Andrew Wyeth's windows
As I’ve mentioned before, I run hot and cold on Andrew Wyeth. I’m not particularly fond of the paintings that are generally regarded to be his major works — which tend to be figurative and conceptual, with narrative implications — but I do very much like some of his simple and direct observations of his immediate surroundings in the Brandywine Valley (perhaps partially because I grew up in the area).

These, though sometimes in tempera, are done mostly in sketches and watercolor. They are often dry brush watercolor, and wonderfully textural. Like much of Wyeth’s work, they are in subdued palettes, almost monochromatic, to the point where a blue window frame or red apple comes as something of a shock.

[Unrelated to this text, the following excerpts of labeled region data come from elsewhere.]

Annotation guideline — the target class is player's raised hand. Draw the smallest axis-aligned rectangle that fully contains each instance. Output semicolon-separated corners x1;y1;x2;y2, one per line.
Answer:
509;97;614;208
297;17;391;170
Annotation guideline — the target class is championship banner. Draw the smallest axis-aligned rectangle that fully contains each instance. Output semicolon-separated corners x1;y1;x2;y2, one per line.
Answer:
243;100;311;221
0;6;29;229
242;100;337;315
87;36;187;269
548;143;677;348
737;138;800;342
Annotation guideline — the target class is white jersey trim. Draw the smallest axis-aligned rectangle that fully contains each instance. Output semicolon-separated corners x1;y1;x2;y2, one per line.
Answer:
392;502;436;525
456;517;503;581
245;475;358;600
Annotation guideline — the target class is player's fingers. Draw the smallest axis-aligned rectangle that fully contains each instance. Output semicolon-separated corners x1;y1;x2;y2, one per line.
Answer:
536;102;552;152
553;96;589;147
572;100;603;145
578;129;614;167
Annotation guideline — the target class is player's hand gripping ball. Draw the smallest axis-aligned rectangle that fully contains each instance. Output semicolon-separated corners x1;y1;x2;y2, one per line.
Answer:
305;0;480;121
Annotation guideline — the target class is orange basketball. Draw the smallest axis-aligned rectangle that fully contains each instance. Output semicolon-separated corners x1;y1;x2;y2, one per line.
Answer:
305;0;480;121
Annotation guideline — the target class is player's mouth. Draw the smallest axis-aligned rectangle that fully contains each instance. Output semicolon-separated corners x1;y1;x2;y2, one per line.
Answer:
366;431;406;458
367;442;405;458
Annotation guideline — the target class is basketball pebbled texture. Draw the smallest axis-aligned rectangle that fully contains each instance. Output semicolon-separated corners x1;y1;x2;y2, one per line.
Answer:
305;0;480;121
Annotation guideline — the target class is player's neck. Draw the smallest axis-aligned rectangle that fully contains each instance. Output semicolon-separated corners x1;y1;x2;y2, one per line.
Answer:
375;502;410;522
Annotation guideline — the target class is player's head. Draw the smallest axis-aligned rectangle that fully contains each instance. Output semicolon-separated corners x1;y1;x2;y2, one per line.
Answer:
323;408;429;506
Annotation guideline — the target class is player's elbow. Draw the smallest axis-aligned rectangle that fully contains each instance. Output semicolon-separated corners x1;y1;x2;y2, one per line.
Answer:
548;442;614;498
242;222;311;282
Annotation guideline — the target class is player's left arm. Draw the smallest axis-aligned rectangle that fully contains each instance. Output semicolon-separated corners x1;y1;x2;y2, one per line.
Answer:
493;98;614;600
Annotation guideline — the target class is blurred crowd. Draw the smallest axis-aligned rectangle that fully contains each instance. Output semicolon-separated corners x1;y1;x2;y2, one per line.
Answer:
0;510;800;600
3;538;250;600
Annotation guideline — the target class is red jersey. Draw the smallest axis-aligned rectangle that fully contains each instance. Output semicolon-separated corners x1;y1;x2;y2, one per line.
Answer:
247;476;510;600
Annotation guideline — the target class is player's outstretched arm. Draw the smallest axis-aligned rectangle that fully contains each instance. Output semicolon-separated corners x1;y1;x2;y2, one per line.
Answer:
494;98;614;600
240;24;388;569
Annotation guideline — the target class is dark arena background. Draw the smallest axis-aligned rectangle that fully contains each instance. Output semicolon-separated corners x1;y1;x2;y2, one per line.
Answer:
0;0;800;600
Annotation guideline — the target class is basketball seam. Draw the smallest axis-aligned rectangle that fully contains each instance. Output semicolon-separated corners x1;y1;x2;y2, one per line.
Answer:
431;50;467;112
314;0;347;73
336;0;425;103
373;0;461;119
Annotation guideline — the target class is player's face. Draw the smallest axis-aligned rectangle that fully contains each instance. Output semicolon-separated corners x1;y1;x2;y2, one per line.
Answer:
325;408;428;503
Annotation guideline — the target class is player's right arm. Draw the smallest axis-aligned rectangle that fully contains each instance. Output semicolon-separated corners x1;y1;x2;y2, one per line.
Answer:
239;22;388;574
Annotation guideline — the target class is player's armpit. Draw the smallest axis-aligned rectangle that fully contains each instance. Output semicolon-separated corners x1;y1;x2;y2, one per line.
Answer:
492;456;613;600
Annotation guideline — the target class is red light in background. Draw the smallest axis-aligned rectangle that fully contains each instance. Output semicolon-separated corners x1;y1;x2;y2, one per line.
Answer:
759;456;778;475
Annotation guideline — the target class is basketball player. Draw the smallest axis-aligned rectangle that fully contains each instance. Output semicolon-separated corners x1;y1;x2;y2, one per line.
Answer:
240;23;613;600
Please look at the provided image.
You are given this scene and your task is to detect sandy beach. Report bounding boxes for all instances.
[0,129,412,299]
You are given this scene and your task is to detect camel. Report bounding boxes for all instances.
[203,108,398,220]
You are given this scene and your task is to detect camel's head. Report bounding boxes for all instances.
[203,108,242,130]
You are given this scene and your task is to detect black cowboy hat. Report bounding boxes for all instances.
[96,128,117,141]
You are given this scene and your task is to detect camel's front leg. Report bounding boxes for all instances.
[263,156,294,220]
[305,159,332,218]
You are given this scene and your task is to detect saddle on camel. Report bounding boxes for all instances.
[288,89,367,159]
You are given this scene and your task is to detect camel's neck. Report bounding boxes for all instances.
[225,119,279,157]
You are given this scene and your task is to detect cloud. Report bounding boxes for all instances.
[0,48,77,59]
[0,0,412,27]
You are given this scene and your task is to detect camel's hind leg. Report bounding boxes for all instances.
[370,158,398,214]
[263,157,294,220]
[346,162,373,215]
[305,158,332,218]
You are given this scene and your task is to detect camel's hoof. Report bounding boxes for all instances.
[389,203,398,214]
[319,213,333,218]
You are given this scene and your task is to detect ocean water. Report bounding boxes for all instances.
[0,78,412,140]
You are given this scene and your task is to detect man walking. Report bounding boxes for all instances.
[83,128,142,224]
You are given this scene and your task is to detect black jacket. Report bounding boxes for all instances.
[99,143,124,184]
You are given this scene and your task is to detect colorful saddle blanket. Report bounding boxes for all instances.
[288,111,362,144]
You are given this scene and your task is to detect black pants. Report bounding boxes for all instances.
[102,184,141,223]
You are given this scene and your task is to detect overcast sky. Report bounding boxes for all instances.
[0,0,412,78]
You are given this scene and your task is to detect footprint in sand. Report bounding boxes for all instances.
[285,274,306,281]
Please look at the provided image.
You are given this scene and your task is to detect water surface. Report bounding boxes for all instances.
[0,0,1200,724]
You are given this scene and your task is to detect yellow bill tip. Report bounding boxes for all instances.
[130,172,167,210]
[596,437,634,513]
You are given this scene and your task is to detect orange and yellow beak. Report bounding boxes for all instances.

One of the common subjects Wyeth returned to frequently was the depiction of windows, and he sketched and painted many variations on the theme.

An exhibit at the National Gallery in D.C., titled Andrew Wyeth: Looking Out, Looking In explores that aspect of his work.

There is only a brief slideshow of a few works form the show on the museum’s site, so I’ll leave you with a link to a Google image search for “Andrew Wyeth” “windows”, and if you want to know if a piece is in the show, a link to the NGA press page which includes a PDF checklist (right column).

There is a book accompanying the exhibition, also titled Andrew Wyeth: Looking Out, Looking In, but I haven’t seen it, so you’ll have to look for the reviews of others.

Andrew Wyeth: Looking Out, Looking In is on view at the National Gallery in Washington, D.C. until November 30, 2014.

For more see my previous posts on Andrew Wyeth, and here.

Thursday, November 13, 2014

Phil Sandusky (update)

Phil Sandusky , plein air New Orleans
Phil Sandusky is a New Orleans based painter who I have featured previously on Lines and Colors. I checked back recently to see that not only has he added recent work to his website, but a new series of prints as well.

Sandusky’s plein air paintings have an appealingly informal, sketch-like feeling, due largely I think, to his interesting approach to delineating many straights a wavering edges. In places, this also gives his sun-dappled images of New Orleans, Atlanta and Jacksonville a feeling of shimmering mid-summer heat.

I particularly find Sandusky’s approach to painting New Orleans refreshing. Where others might look for romanticized views of landmarks and tourist sights, Sandusky looks unblinkingly at the real city, in all its moods and richly varied character.

In addition to his new prints, many of Sandusky’s paintings are available in a series of books, the latest of which is New Orleans Impressionist Cityscapes.

When viewing his website, be aware that what looks like a list of plain text links toward the top of the pages is actually a pop-out menu.